Tehlikenin farkında olan cuntacılar, Başgil’i Başbakanlığa çağırır. Burada Orgeneral Fahri Özdilek ve Tuğgeneral Sıtkı Ulay tarafından baskı altına alınan Başgil, adaylığını geri çekmesi yönünde uyarılır; bu uyarıları dikkate almaması hâlinde sonuçlarına katlanacağı yönünde açıkça tehdit edilir. Türk Silahlı Kuvvetleri subayları tarafından tehdit edilmeyi hazmedemeyen Başgil, adaylıktan çekilmek yerine doğrudan senatörlük görevinden istifa eder.

Bu görüşmede neler konuşulduğunu hatıratında kaleme alan Başgil, adaylıktan çekilmemesi durumunda (i) seçimlerin iptal edileceği, (ii) Meclis’in dağıtılacağı ve (iii) kendisinin can güvenliğinin garanti edilemeyeceği yönünde tehditlere maruz kaldığını ifade eder (Kayacı ve İçener, 2023: 89).

Fikirleri:

Ali Fuad Başgil’in demokrasi, hürriyet, hak ve adalet anlayışı; sadece bir siyasal rejime yahut hukuki sisteme değil, aynı zamanda bir insanlık onuru meselesine dayanır. Ona göre, “Demokrasi yalnız bir idare şekli değil, aynı zamanda bir cemiyet nizamıdır. Bu nizam, ferdin haysiyet ve şerefini esas alır” (Başgil, 2018: 40).
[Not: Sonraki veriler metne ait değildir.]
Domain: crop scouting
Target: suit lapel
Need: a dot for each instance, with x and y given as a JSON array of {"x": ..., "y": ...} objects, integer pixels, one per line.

Bu bakış açısı, onun hem Türkiye’nin demokratikleşme serüvenine hem de evrensel değerlerin inşasına yönelik katkılarını şekillendirir. Başgil için hürriyet, sadece devlet müdahalesinin yokluğu değil, “ferdin fikir, vicdan ve hareket serbestisinin teminat altına alınması”dır. Ona göre “Hürriyetin düşmanı, yalnız istibdat değil, aynı zamanda keyfiliktir. Hür bir ülkede kanun hâkim olmalı, irade değil” (Başgil, 2018: 63).

Başgil’in hak ve adalet anlayışı, bireyin varoluşunu merkeze alır. Hukukun nihai amacı ona göre şudur: “Adalet, hakka hürmettir. Hak, adaletin mevzuudur. Adaletsiz bir cemiyet yaşarsa bile, insan kalamaz.” (Başgil, 2018: 27). Bu yönüyle Başgil, pozitivist hukuk anlayışının ötesine geçen, insan onurunu ve vicdani meşruiyeti önceleyen bir yaklaşım sergiler. Hem akademik çalışmalarında hem de siyasi ve toplumsal müdahalelerinde savunduğu bu değerler, onu sadece Türkiye’nin değil, evrensel demokrasi mücadelesinin de müstesna figürlerinden biri hâline getirir.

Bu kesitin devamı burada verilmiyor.